Although a range of adaptations within the nervous system occur with regular RT (8), the contribution of these changes to motor performance has been opaque (14). Using between-participant correlation, our previous work also found contradictory results of significant (24) and nonsignificant (9) relationships between the changes in neuromuscular activation and strength gains. The moderate within-participant correlations (r = 0.56–0.58) between the change in neuromuscular activation (assessed by sEMG) and strength in the current study in a larger population (n = 39) over a longer period of RT (15 wk) provide novel evidence that neural adaptations do contribute to strength changes.

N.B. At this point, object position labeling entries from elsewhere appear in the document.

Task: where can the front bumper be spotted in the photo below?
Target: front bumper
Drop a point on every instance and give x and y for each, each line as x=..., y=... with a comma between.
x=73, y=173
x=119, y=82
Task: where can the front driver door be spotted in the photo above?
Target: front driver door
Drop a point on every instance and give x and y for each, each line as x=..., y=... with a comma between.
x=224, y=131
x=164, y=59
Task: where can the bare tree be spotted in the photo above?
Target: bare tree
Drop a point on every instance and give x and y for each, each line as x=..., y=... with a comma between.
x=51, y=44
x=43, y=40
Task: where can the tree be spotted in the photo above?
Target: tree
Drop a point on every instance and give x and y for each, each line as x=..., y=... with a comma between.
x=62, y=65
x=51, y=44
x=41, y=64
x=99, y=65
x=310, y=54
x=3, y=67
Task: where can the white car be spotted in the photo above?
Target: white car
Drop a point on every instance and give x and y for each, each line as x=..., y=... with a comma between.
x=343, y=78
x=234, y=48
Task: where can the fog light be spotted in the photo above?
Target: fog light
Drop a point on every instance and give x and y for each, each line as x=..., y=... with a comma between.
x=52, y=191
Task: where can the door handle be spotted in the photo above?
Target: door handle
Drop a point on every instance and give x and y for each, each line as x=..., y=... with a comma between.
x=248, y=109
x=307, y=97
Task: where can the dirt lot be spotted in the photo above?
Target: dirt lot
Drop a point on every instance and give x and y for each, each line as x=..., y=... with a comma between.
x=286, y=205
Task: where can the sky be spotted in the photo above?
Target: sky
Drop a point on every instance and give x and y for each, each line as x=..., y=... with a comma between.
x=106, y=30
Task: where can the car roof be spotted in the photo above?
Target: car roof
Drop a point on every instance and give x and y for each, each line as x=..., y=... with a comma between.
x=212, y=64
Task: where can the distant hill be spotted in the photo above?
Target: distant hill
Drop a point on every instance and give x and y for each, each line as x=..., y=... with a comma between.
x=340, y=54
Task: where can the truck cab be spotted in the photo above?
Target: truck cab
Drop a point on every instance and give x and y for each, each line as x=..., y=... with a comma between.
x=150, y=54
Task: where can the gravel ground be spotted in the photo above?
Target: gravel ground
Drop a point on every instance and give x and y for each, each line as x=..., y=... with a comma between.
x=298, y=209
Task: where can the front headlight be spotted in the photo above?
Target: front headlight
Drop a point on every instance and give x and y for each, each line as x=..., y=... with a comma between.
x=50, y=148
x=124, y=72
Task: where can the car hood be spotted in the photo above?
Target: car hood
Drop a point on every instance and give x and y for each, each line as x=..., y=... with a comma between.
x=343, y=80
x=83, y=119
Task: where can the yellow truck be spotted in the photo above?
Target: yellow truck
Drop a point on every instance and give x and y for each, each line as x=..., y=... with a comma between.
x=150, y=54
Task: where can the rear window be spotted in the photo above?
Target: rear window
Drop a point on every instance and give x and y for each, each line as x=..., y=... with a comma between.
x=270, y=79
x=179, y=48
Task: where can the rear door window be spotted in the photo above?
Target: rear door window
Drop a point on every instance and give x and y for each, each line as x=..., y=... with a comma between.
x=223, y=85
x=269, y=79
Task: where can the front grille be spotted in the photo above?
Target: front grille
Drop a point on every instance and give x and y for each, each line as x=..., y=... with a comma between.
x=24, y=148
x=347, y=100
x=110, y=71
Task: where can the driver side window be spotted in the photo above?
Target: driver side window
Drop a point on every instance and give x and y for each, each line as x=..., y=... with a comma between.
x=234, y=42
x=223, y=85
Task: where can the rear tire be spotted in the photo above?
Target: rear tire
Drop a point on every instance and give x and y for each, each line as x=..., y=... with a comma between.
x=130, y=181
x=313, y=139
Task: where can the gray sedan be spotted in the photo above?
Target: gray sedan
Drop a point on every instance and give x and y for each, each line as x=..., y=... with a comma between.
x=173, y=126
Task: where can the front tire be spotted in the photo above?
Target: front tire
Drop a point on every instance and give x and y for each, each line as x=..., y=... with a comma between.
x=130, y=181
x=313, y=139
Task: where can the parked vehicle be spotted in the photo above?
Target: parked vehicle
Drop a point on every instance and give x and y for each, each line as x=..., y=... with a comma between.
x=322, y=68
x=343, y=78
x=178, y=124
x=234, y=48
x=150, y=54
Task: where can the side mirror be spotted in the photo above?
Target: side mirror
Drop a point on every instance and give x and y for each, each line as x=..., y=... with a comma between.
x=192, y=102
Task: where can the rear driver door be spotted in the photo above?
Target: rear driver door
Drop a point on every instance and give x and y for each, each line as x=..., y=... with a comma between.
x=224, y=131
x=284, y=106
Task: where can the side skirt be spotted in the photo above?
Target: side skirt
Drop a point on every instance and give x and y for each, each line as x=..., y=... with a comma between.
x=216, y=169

Using linear mixed models, the current study also examined the combined influence of muscle size and activation changes as predictors of strength gains. We found both variables to contribute significantly to the increases in strength, but the changes in muscle size were the predominant contributing predictor for strength improvements in both strength tasks, being >5 times as strong as a predictor than neuromuscular activation. Our previous study, using a less robust approach (multiple linear regression on percentage changes), found neuromuscular activation to be the primary determinant, and muscle growth the secondary determinant, of strength gains (24). Besides the more robust statistical approach, the current study involved a longer RT period (15 vs 12 wk) that might have contributed to muscle growth being the primary determinant of strength gains in the current study. Although there is little robust evidence, neural changes are widely considered to be the primary explanation for the improvements in strength in the first weeks of a RT program (8,14), whereas morphological changes, including muscle size, may become progressively more important after the first few weeks of RT. Therefore, it is possible that the association of different adaptations with strength gains changes over time throughout a training program (i.e., with RT duration). However, the lack of longitudinal data at multiple time points (i.e., repeated mechanistic measurements) limits our understanding of the timecourse of the adaptive processes that occur during a RT program and, consequently, also their contribution to strength gains. Moreover, the current findings emphasize that to optimize strength gains with RT, it appears desirable to maximize increases in muscle size.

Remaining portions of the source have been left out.